À défaut d’« union sacrée » comme en 1914, les socialistes, deuxième force politique au Sénat après les LR, plaident en faveur d’une « responsabilité nationale » : « Nous serons toujours présents quand les choses iront dans le bon sens », explique Patrick Kanner.
Plan de déconfinement : quel vote des groupes d’opposition ?
Enfin, quel sera le calcul pour les groupes d’opposition dans les prochains jours ? Quel position adopter sur le plan de déconfinement annoncé dans les prochaines heures par le chef du gouvernement ?

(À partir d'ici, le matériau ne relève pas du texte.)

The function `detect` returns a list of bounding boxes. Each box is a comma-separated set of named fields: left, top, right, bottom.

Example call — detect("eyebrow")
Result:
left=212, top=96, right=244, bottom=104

« Moi je ne peux pas me prononcer sans savoir ce que le Premier ministre a l’intention de dire ou pas », tranche dans un premier temps Roger Karoutchi, avant de nuancer : « Il y a eu beaucoup d’appels au gouvernement depuis plusieurs jours, pour qu’il soit très clair sur les moyens matériels, sur les masques, les tests, et sur les premiers résultats des traitements ».
Et l’ancien Ministre de Nicolas Sarkozy de tendre une perche à Édouard Philippe : « Si déjà, là-dessus, le Premier ministre demain peut prendre des engagements précis sur là où en sera la situation au 11 Mai : on a un petit pas. Après on verra. »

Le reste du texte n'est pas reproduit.